Ингвар же рядом с ним почти терялся. Ниже ростом, хотя довольно коренастый и крепкий, с рыжеватыми волосами и неровно лежащей клочковатой юной бородкой, с грубоватым обыкновенным лицом, он по части вежества и красноречия сильно уступал сыну своего воспитателя. Хорошо он себя чувствовал только в походе или в гриде среди дружины. И впрямь казалось, что судьба совершила ошибку, именно ему позволив родиться в семье конунга. Не лишенный способностей, он почти не умел себя показать нигде, кроме как в схватке. Вот робким его никто бы не назвал: он был отважен, решителен, самолюбив, с детства привык к мысли, что должен защищать свои права и достоинство во враждебном окружении, и всегда готов был ринуться в драку.
Ничто не давалось ему легко, но зато он научился самому главному – упорству.
Мистина вскоре догнал его, они неспешно поехали рядом – мимо Подола, вдоль ручья.
Вдоль тропы теснились избушки и дворики за плетнями; собаки лаяли на двух всадников, припустил во все копытца поросенок, мальчишки бежали за конями, встречные кланялись. Двое отроков в замаранных серых рубашках тащили волокушу с глиной – накопали в овраге, где все жители брали глину для лепки посуды. За двориками вздымался поросший кустами крутой берег горы; построек на вершине отсюда не было видно.
А впереди расстилался Днепр, на котором даже крупные лодьи казались соринками. Он был одного цвета с небом и почти такой же ширины; взгляд невольно убегал вниз по течению, туда, где река и небеса сливались воедино.
Волхов, на котором Ингвар родился и провел раннее детство, тоже был священной рекой – он утекал на тот свет, и в тех краях это ощущалось очень ясно. У Волхова было свое небо, откуда он брал исток – серая, хмурая гладь озера Ильмень. На Волхове тоже случались ясные дни, когда вода его делалась насыщенно-синей, но и тогда не закрывал очей грозный бог Ящер, не смолкал едва слышный суровый шепот…

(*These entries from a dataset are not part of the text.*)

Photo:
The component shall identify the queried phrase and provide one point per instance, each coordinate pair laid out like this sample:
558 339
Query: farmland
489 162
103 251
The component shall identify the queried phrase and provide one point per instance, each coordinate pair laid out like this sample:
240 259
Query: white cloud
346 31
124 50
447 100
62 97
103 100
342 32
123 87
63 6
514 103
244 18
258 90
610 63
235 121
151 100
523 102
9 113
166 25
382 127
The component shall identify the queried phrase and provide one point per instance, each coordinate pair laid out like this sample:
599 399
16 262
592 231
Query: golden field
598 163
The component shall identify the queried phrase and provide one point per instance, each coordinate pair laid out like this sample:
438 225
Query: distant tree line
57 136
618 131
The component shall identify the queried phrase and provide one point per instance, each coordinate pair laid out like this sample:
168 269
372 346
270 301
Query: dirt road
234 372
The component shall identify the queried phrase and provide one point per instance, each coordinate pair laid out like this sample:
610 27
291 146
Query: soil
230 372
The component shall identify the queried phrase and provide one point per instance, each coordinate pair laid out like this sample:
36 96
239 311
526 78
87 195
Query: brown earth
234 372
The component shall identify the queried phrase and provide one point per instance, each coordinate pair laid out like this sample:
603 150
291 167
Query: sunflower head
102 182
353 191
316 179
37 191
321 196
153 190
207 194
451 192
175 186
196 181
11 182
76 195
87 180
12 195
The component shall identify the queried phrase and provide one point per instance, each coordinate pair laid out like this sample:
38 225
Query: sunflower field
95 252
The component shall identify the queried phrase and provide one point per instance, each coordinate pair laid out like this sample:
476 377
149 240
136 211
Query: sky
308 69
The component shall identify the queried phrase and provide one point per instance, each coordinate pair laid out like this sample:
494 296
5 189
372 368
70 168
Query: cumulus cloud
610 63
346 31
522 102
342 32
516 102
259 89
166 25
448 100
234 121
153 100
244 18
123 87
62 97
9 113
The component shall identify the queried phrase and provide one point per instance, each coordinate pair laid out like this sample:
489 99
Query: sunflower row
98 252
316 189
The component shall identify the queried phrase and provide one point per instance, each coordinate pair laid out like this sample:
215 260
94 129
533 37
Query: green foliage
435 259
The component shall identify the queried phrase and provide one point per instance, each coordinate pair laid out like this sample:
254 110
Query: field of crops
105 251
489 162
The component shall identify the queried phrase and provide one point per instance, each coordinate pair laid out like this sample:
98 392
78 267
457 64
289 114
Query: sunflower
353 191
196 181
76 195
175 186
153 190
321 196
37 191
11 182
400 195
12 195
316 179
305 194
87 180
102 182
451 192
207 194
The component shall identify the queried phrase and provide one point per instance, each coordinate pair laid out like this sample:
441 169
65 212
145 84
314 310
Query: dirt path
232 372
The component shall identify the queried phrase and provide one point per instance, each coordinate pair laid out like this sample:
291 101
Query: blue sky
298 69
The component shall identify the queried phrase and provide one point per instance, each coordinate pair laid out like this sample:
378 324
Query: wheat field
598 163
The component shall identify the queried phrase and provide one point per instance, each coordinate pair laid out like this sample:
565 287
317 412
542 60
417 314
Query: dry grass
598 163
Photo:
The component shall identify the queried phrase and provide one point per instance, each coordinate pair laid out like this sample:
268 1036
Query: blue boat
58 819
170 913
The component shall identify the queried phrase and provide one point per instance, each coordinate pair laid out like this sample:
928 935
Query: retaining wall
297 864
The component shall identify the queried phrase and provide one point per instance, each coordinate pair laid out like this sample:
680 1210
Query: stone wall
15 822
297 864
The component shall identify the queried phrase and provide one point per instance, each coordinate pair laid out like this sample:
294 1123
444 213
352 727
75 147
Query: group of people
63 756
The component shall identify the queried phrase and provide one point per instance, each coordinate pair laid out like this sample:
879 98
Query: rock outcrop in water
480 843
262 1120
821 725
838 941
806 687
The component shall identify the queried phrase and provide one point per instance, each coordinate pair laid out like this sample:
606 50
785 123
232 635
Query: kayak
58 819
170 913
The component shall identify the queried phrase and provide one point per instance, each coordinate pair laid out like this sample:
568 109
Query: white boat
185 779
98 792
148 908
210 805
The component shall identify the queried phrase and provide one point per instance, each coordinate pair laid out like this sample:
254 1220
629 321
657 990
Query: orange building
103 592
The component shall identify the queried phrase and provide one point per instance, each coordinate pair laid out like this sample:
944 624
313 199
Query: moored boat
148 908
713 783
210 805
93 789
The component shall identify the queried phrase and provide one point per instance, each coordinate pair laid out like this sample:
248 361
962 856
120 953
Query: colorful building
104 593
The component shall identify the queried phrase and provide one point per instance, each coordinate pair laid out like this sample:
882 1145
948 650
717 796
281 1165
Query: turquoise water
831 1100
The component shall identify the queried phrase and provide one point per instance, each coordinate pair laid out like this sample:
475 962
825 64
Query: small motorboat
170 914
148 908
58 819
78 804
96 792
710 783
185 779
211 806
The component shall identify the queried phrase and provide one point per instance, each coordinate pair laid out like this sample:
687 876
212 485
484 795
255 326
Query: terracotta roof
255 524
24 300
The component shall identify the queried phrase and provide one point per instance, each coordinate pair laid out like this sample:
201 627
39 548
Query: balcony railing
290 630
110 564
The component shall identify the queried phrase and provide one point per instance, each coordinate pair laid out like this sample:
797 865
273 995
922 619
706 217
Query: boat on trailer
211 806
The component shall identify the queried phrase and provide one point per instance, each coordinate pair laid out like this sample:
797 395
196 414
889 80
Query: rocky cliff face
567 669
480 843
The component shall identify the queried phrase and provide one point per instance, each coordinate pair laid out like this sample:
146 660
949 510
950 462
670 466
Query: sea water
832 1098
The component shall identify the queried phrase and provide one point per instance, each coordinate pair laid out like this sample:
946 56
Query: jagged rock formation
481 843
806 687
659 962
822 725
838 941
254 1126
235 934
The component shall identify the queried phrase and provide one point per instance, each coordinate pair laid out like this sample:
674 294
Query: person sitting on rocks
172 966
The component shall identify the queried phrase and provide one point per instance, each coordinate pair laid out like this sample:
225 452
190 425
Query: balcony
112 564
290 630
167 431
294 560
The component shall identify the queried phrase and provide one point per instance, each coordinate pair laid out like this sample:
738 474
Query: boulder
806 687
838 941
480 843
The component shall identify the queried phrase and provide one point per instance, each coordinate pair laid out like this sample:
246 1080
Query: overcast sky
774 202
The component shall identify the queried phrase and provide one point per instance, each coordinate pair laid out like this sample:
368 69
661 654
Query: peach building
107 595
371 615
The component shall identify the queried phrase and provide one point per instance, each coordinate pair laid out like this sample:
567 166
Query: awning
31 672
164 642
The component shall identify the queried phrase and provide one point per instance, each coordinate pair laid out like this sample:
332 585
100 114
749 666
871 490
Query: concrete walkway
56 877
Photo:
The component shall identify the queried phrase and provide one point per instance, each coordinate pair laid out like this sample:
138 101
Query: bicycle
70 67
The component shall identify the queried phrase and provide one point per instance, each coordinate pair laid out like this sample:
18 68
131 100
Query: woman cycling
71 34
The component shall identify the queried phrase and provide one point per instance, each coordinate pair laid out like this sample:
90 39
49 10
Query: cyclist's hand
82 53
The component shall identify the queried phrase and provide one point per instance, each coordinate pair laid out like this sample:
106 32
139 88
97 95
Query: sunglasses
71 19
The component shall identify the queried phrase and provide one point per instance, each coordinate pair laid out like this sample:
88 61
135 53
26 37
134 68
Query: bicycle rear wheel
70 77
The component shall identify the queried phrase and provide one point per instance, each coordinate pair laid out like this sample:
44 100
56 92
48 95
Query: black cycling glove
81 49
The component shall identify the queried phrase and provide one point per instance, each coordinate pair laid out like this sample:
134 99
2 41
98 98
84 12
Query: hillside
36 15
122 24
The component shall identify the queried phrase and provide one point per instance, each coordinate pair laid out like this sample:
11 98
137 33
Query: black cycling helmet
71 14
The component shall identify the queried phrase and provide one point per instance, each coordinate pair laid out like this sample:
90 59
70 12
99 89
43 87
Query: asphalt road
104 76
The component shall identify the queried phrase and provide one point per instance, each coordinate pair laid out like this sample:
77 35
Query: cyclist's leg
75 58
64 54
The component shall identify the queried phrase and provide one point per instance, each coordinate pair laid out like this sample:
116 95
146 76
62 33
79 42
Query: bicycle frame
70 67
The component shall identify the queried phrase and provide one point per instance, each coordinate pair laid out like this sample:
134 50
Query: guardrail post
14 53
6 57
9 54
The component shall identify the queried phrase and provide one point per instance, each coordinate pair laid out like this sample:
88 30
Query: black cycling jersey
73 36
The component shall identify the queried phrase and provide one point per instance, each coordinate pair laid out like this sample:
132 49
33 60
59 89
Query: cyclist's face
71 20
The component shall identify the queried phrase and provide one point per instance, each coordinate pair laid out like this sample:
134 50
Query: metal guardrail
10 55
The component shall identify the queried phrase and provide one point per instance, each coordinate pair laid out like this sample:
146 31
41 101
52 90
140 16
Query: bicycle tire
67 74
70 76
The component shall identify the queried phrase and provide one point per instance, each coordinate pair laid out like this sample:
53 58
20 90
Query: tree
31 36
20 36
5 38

А Днепр тек в ярко-голубую вышину, обиталище солнечных богов. И ниоткуда, кроме как с киевских гор, это не было так хорошо видно!
Ингвар был уверен, что именно поэтому Олег Вещий выбрал сей городок, который в то время мало чем иным мог похвалиться. А вовсе не из-за греческих паволок, чудских куниц, баварской соли и угорских жеребцов.
– Я бы на твоем месте только об этом и думал, – добавил Мистина некоторое время спустя, будто их беседа и не прерывалась. – Все это, – он обвел плетью и причалы, и лодьи, и избушки среди зелени, – ну, пусть не все, но заметная доля, существует сейчас благодаря тебе, твоей отваге и удаче. И Олегу пришла пора с тобой поделиться.
– Я буду получать половину дани с уличей, – напомнил Ингвар.
– И половину отдавать нам с отцом! – оживленно подхватил Мистина. – А все почему? Потому что здесь князь – Олег, а ты… брат его жены. А был бы ты князь – и получал бы не половину дани, а всю.
– И твоя доля была бы вдвое больше.
– Это тоже важно! Но я забочусь о твоей чести.
– О своей позаботься. Как я буду править на Волхове и на нижнем Днепре одновременно? Портки треснут – туда-сюда шагать! Сколько мне крови попортит все это княжье по дороге, а то и сам Олег!
– А ты – ему! Если ты сядешь в уличах, им всем придется ходить в Миклагард мимо твоих земель. И кому они будут кланяться?